Şiir şiir
Ozan Utku Akgün’ün cümlelerini uzun zamandır takip ediyorum ben. “Takip” seçilmiş bir sözcük burada. Üstünde “adı-soyadı-öğrenci numarası” yazılı teksir kâğıtlarını okuduğum yıllardan beri takip ediyorum. Masaya sınav kâğıdı süsü verilmiş şiirler bıraktığı zamanlardan beri. Ya da mesela yıllardır kullanmadığım facebook hesabıma zaman zaman giriyorsam “Utku oralara bir şeyler yazmış mıdır acaba?” fikrindendir. İlerde çok daha fazlasını okuyacağımızı umduğum cümleleri Zihinde Siyah Bir Nokta kitabında karşımıza çıkıyor bugünlerde.
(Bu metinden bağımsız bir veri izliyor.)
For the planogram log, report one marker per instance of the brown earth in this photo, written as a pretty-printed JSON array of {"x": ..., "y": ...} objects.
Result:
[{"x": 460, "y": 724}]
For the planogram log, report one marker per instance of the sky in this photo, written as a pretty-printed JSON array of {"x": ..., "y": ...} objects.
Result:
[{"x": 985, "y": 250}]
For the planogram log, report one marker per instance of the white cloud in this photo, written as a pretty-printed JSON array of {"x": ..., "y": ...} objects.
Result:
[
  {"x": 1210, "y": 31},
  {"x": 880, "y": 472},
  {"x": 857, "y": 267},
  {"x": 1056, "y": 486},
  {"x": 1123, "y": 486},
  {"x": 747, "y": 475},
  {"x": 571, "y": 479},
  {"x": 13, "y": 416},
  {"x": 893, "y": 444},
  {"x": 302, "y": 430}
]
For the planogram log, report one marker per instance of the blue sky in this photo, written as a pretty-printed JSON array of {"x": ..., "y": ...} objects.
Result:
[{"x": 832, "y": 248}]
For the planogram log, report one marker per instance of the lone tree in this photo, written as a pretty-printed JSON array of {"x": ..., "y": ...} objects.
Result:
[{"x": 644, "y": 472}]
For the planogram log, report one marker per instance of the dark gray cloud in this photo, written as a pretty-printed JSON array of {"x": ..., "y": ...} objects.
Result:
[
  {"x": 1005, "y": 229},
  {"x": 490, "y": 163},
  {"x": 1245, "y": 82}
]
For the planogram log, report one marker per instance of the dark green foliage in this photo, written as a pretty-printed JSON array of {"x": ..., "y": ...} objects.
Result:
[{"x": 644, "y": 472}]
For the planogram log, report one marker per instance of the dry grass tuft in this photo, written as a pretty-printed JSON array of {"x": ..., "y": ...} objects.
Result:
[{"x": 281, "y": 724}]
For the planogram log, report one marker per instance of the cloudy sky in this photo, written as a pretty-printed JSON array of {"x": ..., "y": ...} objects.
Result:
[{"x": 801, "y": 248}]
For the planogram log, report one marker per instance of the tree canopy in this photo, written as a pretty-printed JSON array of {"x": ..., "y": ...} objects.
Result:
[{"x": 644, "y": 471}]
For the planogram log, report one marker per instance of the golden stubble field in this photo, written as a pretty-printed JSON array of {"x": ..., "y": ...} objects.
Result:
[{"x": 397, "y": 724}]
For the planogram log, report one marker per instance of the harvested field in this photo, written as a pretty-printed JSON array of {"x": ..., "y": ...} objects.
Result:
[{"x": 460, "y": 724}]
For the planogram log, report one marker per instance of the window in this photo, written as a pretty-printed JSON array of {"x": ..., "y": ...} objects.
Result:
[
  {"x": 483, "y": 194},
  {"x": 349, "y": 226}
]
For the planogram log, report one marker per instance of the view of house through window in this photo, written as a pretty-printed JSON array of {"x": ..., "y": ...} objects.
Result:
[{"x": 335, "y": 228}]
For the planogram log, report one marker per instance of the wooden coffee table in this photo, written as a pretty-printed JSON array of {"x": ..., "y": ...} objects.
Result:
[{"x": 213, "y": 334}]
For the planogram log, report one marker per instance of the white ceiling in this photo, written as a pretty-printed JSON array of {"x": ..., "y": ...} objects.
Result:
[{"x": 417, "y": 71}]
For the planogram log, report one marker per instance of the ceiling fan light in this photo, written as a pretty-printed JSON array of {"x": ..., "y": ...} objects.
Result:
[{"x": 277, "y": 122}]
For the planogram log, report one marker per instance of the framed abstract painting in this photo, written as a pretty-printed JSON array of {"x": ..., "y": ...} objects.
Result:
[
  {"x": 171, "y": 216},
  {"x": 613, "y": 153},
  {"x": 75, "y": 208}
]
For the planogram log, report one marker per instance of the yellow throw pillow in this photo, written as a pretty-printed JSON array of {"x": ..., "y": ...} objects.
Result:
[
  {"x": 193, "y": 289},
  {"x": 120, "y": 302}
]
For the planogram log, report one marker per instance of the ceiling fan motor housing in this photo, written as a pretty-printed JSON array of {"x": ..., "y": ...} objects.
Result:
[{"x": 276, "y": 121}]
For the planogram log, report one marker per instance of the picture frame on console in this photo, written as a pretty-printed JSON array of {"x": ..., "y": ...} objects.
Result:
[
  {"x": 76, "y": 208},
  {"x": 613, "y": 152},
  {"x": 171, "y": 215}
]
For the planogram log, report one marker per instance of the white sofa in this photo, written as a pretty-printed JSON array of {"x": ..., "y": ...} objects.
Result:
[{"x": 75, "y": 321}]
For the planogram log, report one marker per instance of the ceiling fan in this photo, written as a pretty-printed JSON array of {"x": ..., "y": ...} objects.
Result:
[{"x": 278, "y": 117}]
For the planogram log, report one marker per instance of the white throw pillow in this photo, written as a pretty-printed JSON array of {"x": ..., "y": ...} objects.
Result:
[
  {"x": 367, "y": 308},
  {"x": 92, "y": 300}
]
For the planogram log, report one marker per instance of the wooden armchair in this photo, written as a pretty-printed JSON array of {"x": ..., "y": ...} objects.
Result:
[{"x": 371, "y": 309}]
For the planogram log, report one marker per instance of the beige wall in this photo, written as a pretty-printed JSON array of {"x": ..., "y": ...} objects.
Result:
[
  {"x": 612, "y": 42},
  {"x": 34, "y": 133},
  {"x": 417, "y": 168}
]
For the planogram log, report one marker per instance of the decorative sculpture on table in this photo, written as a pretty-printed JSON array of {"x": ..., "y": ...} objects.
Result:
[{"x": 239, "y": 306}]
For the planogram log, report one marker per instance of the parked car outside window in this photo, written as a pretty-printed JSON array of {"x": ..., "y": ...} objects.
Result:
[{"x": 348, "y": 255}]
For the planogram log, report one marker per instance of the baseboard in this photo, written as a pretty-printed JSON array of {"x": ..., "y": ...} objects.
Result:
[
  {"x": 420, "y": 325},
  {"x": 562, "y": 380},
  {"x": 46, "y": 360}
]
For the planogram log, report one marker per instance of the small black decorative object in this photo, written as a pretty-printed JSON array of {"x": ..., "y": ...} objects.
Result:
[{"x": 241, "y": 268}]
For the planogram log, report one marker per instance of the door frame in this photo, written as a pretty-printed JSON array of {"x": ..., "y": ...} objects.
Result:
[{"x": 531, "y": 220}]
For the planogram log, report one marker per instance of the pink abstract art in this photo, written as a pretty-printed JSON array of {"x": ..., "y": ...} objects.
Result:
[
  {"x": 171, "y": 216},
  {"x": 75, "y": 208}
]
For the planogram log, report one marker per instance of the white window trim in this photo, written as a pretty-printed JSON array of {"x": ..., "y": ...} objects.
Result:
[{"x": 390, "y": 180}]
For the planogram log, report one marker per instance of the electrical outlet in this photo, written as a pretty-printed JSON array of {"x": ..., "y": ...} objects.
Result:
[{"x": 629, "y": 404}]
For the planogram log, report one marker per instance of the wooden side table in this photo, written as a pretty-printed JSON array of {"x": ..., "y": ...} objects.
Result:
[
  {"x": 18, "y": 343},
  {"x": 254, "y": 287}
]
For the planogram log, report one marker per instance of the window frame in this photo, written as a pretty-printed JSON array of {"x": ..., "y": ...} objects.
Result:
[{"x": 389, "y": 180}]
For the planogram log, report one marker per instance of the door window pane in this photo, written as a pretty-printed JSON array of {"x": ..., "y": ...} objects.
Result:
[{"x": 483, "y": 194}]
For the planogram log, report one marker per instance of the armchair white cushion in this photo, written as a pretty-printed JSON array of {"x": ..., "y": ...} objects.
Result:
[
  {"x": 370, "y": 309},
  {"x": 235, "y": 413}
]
Sizin alıp okumanıza birkaç gün var daha. Ben okudum müsaadenizle. Soner Sarıkabadayı’nın vaktiyle dediği gibi: “E hadi git burada durma ama lütfen kapıyı vurma/ İki medeni insanız biz, bu kadar olsun farkımız da.”
Zihinde Siyah Bir Nokta bir şiir kitabı. Düzyazıyla şiir arasındaki kadim gerginliğin altını çizen, -altını oyan mı demeliydim tam bilemiyorum şimdi- bir şiir kitabı. Aslında bir tür nekahet günlüğü olarak tarif etmek çok mümkün. Çünkü Ozan Utku Akgün atlattığı ağır hastalığın ardından kurdu bu cümleleri. Görüyoruz ki hastalığın ve sonrasının getirdiği ruh hallerini dışarda bırakmamış. Tam da tersine, Zihinde Siyah Bir Nokta’da, yaşadığı değişken ve zorlu ruh hallerinin dökümünü yaparak bir ölüm-yaşam portresi çıkarmış.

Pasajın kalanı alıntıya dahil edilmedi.